She leaned back in her chair, arms crossed, voice cold and mocking. “You all want the truth? Fine. It was Saturday night. He came over after we rehearsed our duet. We talked, one thing led to another, and—” she paused, her eyes flicking toward Noah, daring him to react, “—it happened. That’s how this started.”
The room was dead silent, the words slicing through the air.
Rachel’s head whipped toward Noah, searching his face. He looked stunned, then furious, then disgusted, but before he could open his mouth, Rachel’s voice cut through, trembling with both rage and heartbreak.

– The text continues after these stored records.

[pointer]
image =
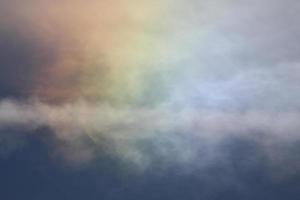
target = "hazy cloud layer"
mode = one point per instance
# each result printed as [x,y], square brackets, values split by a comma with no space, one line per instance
[150,82]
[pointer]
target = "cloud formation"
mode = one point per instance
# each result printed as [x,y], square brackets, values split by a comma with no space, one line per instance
[154,82]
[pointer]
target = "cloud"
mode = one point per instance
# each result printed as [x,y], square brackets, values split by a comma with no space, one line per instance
[160,136]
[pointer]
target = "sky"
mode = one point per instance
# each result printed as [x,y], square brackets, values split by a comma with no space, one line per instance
[137,99]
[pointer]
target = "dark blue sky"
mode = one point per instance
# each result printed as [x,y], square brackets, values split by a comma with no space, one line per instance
[252,66]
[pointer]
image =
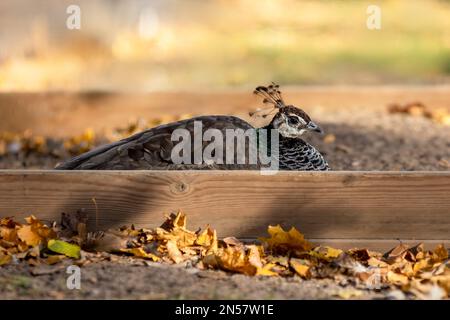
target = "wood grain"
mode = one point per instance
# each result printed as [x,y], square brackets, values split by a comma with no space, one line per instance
[369,206]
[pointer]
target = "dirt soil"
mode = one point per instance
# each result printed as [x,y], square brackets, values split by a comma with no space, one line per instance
[130,278]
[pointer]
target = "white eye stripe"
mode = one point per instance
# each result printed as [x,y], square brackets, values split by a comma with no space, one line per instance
[300,119]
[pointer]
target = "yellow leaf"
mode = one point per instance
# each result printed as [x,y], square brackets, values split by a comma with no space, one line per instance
[396,278]
[348,293]
[27,235]
[173,252]
[140,252]
[282,242]
[266,270]
[325,253]
[65,248]
[232,259]
[441,252]
[55,259]
[300,266]
[208,239]
[4,258]
[421,265]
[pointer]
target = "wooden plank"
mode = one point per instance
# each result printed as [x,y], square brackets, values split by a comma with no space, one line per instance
[373,206]
[62,114]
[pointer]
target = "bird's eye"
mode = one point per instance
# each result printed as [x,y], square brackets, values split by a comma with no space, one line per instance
[293,121]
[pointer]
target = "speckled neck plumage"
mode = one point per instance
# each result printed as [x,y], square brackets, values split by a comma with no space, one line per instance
[297,154]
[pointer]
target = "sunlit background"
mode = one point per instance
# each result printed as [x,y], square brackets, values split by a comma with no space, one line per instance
[137,45]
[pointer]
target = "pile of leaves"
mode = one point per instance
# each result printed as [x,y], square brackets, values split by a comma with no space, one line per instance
[417,272]
[418,109]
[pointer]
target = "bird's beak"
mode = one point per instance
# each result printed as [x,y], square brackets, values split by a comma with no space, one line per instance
[314,127]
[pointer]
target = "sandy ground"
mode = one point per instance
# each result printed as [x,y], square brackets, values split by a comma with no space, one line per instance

“That’s not true,” she said, her voice sharp enough to cut glass. “He was with me. The entire night.”
Quinn’s smirk faltered.
Rachel shoved her hand into her bag, pulling out her phone with trembling fingers. She tapped quickly, pulled up her camera roll, and turned the screen for the room to see.
On the glowing screen was a photo—Rachel perched on the hood of Noah’s truck, his arm wrapped tightly around her waist as he pressed a kiss to her cheek. Her eyes were squeezed shut, her smile wide, joy radiating off her like sunlight. The timestamp was unmistakable.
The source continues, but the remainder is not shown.